See Behavioral Economics, by Richard Thaler and Sendhil Mullainathan in the Concise Encyclopedia of Economics for a summary of the subject. For several podcasts on rationality and behavioral economics, see Vernon Smith on Rationality in Economics, Richard Thaler on Libertarian Paternalism, and Sunstein on Worst-case Scenarios, hosted by Russ Roberts on EconTalk.

 

The decision-making biases identified by behavioralists include the availability bias, relativity bias, diagnosis bias, anchoring bias, herding bias, arousal bias, endowment bias, optimism bias, status quo bias or inertia bias, representativeness bias, relativity bias, loss-aversion bias, anchoring bias, and planning bias. Many of these decision-making biases are covered in the work of Dan Ariely (2008. Predictably Irrational: The Hidden Forces that Shape Our Decisions. New York: HarperCollins Publishers) and Richard Thaler and Cass Sunstein (2008. Nudge: Improving Decisions About Health, Wealth, and Happiness.

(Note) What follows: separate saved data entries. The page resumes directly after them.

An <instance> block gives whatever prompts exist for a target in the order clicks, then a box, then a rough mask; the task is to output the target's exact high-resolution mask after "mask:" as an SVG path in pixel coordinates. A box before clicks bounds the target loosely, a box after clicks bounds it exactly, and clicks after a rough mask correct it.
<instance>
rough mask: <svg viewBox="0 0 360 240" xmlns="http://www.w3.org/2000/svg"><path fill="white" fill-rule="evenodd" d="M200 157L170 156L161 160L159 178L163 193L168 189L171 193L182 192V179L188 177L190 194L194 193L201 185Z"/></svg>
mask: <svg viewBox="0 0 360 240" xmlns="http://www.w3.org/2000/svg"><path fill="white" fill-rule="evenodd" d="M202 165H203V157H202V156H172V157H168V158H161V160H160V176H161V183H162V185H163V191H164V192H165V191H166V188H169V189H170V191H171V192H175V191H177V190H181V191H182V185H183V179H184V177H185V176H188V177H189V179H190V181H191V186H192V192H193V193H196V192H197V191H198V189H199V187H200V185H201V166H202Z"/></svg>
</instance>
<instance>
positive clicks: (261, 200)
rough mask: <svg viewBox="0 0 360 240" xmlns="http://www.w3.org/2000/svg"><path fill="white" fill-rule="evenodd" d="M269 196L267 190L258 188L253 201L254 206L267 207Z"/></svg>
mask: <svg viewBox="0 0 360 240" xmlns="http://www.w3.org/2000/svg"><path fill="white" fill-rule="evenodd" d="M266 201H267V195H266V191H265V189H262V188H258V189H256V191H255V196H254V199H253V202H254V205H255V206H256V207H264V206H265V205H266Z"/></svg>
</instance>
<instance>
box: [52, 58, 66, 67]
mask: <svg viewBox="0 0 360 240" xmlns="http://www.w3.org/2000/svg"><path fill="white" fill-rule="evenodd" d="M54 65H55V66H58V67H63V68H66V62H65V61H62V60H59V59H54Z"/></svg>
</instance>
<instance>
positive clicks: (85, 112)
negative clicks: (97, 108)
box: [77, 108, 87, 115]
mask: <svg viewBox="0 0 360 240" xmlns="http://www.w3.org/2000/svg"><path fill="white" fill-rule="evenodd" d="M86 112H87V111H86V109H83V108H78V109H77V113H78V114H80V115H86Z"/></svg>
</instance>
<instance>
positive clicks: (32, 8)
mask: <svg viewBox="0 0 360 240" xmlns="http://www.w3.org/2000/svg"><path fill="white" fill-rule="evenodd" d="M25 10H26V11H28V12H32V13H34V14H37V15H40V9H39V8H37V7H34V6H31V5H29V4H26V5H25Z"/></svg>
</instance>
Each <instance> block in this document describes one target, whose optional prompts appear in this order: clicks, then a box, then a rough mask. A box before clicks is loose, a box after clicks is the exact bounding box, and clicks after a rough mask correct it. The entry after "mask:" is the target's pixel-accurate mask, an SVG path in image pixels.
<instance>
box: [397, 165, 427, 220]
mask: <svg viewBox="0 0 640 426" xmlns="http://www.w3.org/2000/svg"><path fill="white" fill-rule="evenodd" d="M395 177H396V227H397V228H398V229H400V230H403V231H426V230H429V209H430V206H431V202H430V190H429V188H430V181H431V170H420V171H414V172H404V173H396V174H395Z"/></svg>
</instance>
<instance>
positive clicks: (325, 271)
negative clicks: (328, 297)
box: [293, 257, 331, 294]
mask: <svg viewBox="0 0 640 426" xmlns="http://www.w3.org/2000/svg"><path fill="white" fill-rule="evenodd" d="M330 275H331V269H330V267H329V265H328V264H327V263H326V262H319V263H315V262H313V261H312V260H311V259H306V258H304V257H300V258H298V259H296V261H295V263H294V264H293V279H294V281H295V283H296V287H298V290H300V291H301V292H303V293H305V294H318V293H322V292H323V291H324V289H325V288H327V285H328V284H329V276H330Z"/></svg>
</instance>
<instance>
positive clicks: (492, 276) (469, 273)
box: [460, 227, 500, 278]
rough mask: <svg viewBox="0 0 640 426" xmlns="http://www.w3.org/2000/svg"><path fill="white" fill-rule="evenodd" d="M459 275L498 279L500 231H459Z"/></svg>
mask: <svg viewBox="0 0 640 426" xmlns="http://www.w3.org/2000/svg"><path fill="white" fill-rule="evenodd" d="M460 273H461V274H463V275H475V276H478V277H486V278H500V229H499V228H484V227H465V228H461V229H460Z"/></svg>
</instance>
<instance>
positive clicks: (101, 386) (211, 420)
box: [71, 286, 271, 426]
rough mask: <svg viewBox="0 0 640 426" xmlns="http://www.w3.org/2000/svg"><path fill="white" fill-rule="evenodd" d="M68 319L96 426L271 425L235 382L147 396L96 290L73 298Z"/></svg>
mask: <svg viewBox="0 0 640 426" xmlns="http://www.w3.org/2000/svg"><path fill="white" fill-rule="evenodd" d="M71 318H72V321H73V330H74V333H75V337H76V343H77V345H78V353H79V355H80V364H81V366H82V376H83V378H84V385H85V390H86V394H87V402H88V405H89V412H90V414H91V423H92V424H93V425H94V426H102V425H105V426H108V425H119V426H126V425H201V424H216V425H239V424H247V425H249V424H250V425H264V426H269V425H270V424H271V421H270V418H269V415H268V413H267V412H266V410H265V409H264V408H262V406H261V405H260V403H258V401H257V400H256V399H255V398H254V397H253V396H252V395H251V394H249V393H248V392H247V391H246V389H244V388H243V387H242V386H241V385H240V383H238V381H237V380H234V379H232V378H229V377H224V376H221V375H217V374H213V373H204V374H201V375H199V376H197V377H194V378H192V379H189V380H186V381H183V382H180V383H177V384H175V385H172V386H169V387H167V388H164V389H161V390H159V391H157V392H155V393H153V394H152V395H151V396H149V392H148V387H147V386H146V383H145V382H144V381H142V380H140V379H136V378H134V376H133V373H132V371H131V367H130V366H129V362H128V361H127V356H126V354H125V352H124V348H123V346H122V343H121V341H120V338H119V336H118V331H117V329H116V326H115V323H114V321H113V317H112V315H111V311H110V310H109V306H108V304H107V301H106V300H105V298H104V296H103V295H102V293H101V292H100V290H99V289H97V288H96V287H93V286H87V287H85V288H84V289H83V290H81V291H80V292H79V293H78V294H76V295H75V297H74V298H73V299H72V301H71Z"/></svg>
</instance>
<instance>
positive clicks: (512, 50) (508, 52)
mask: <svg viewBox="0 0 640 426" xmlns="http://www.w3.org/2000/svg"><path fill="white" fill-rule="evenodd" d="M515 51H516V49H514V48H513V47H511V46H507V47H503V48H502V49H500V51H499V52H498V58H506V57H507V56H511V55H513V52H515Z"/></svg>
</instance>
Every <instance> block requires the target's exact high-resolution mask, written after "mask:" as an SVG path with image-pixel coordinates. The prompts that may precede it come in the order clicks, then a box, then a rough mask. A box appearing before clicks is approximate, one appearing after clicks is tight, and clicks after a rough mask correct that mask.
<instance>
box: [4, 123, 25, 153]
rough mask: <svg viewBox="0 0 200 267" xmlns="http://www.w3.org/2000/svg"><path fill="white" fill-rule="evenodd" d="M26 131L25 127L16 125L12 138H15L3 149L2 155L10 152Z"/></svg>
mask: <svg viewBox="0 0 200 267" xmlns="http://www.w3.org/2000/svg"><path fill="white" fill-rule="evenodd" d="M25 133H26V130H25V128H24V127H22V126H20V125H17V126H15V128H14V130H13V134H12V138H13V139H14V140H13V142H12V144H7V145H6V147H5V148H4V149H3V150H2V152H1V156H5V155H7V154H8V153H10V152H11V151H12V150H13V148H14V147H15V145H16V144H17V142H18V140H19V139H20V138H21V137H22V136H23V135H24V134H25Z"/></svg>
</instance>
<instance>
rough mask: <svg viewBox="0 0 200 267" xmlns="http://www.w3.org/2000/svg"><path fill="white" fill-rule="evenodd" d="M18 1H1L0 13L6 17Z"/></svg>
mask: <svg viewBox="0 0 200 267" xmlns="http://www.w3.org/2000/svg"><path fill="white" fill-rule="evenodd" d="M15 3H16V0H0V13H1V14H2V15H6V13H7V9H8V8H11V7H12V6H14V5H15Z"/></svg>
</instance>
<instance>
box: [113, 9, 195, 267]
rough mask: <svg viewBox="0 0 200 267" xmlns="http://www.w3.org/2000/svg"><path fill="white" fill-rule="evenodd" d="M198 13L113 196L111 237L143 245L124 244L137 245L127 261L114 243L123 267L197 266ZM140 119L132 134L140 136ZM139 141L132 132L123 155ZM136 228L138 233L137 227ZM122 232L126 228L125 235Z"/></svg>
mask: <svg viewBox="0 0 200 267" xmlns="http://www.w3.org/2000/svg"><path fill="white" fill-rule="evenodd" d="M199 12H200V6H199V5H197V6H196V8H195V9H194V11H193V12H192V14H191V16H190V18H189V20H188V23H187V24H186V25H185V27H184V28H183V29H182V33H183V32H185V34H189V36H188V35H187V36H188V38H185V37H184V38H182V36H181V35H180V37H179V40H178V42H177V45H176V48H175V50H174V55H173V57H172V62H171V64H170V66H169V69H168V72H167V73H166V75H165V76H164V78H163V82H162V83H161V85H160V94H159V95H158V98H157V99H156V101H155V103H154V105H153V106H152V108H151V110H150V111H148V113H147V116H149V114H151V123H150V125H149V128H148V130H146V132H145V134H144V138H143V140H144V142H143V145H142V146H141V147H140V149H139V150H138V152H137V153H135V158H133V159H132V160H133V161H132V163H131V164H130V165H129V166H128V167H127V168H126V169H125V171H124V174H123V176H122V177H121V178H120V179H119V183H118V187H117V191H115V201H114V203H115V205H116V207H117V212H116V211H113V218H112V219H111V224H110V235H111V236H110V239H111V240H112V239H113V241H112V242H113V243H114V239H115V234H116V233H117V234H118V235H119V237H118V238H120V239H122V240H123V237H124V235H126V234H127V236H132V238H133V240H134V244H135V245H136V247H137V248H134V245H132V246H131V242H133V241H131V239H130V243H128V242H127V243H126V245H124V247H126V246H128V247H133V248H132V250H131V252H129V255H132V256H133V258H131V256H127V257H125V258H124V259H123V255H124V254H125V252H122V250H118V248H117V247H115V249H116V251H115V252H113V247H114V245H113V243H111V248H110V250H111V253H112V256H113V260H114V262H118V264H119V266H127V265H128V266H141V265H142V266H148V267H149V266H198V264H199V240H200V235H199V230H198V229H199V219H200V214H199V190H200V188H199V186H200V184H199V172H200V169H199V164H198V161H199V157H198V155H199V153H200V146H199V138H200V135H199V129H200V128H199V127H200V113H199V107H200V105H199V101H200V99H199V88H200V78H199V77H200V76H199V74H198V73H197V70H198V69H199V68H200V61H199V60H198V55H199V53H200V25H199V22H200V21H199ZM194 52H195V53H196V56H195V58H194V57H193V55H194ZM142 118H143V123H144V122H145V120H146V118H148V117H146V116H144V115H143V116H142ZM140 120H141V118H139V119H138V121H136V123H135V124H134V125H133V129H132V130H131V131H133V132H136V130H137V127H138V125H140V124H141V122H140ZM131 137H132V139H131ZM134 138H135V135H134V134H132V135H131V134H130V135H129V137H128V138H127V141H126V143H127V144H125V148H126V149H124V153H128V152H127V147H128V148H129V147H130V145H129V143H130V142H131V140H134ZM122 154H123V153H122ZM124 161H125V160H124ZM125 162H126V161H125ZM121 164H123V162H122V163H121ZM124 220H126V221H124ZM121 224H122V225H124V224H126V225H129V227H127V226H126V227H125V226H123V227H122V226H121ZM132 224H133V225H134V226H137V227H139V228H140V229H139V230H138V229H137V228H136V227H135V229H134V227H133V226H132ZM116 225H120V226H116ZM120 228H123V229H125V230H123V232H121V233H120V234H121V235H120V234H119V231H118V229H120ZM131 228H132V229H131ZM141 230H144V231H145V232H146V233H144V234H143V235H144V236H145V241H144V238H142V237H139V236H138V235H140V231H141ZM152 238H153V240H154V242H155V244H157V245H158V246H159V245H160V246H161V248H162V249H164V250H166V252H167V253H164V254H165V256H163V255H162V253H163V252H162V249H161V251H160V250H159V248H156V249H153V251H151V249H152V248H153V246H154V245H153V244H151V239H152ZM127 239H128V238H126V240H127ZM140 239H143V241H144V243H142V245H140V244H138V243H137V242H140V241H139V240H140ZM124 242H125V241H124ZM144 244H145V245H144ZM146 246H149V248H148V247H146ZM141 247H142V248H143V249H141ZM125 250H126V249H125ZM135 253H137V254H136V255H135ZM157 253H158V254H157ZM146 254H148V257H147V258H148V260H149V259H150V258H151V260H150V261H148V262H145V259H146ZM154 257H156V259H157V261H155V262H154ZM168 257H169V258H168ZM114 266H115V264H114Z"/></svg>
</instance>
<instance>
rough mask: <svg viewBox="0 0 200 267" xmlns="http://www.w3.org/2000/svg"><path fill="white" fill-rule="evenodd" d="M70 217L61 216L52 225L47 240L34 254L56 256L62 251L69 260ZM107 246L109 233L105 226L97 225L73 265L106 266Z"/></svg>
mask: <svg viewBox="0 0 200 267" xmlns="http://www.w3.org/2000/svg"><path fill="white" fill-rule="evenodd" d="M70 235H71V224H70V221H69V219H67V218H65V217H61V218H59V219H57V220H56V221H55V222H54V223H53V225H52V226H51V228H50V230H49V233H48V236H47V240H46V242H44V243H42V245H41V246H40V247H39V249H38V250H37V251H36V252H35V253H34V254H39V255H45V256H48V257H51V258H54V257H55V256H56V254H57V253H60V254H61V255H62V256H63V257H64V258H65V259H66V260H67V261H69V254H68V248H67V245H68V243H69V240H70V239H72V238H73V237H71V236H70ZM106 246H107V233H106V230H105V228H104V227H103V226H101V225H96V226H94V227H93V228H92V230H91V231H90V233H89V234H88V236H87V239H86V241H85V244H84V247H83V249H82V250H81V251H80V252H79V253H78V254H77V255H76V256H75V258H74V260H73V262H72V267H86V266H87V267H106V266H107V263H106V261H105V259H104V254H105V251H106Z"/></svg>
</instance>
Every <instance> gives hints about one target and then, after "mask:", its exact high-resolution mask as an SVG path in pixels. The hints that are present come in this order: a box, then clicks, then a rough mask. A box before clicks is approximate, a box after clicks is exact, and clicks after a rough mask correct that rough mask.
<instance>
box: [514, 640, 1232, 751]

New Haven, Conn.: Yale University Press).

 

For a brief summary of the behavioral approach and severe criticisms of the economic approach, see Ariely (2008, pp. xi-22). In his book that brings together the many anomalies in decision making he has uncovered, Richard Thaler recognizes that devising accurately descriptive models of human behavior is difficult because many theorists have a "strong allergic reaction to data." Moreover, economic models based on the rationality premise are "elegant with precise predictions," while behavioral work tends to be "messy, with much vaguer predictions." He then asks, "But,... would you rather be elegant and precisely wrong, or messy and vaguely right? (1992. The Winner's Curse: Paradoxes and Anomalies of Economic Life. New York, Free Press, p. 198).